The control strategy is trained such that the control strategy prioritizes actions that cause the neural network to predict states of higher values relative to actions that cause the neural network to predict states of lower values.

2. The method of claim 1, wherein the penalty comprises, for each of the plurality of states and the at least one action, a value that depends on a difference between the estimate and the prediction, wherein the value is weighted with a ratio of a probability that the action is selected by the control strategy to a probability that the action is selected by the behavior control strategy.

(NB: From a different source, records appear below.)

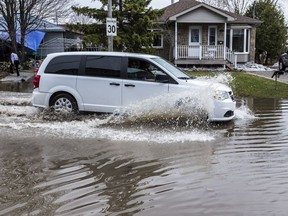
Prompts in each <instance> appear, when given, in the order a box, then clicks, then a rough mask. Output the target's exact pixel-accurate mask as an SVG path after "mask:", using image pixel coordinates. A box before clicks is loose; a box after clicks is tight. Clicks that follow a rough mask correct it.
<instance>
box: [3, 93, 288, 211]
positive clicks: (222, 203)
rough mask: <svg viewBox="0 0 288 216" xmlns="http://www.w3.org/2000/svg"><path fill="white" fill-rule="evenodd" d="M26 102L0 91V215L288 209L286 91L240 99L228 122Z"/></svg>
mask: <svg viewBox="0 0 288 216" xmlns="http://www.w3.org/2000/svg"><path fill="white" fill-rule="evenodd" d="M30 102H31V93H19V92H18V93H17V92H0V131H1V133H0V149H1V151H0V215H67V216H68V215H69V216H71V215H127V216H128V215H143V216H144V215H145V216H146V215H157V216H159V215H160V216H161V215H163V216H164V215H165V216H167V215H173V216H174V215H181V216H182V215H211V216H216V215H219V216H234V215H235V216H241V215H245V216H246V215H253V216H255V215H257V216H258V215H259V216H271V215H276V216H280V215H281V216H282V215H283V216H284V215H287V209H288V208H287V203H288V181H287V179H288V144H287V140H288V132H287V125H288V100H274V99H243V100H240V101H239V102H238V108H237V111H236V116H237V118H236V119H235V121H233V122H230V123H227V124H206V123H203V122H201V121H199V119H196V120H195V119H192V120H191V119H189V118H186V117H183V118H182V119H179V118H178V119H177V118H176V119H175V118H174V117H173V116H171V117H168V118H167V117H165V118H163V116H161V115H154V116H153V117H152V118H151V116H147V115H143V114H141V115H139V116H136V117H135V116H134V117H133V118H128V119H127V118H124V119H121V118H118V117H115V116H99V115H87V114H86V115H80V116H75V117H73V118H71V119H67V118H66V117H65V116H62V117H59V116H53V115H52V114H51V113H49V112H43V111H42V110H38V109H36V108H34V107H32V106H31V104H30ZM159 122H161V124H159ZM163 122H164V123H163ZM165 122H166V123H165Z"/></svg>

3. The method of claim 2, wherein the value is an exponent of the difference between the estimate and the prediction is greater than a power of 1.

4. A method according to any one of claims 1 to 3, wherein the previously performed actions are selected in accordance with a different control strategy and the behavioural control strategy is determined by weighted averaging the different control strategies.

5. A control device established to perform the method according to any one of claims 1 to 4.

6. The control device of claim 5, further configured to: the technical system is controlled using a trained control strategy.

7. A computer program having instructions which, when executed by a processor, cause: the processor performs the method according to any one of claims 1 to 4.

8. A computer readable medium storing instructions that when executed by a processor cause: the processor performs the method according to any one of claims 1 to 6.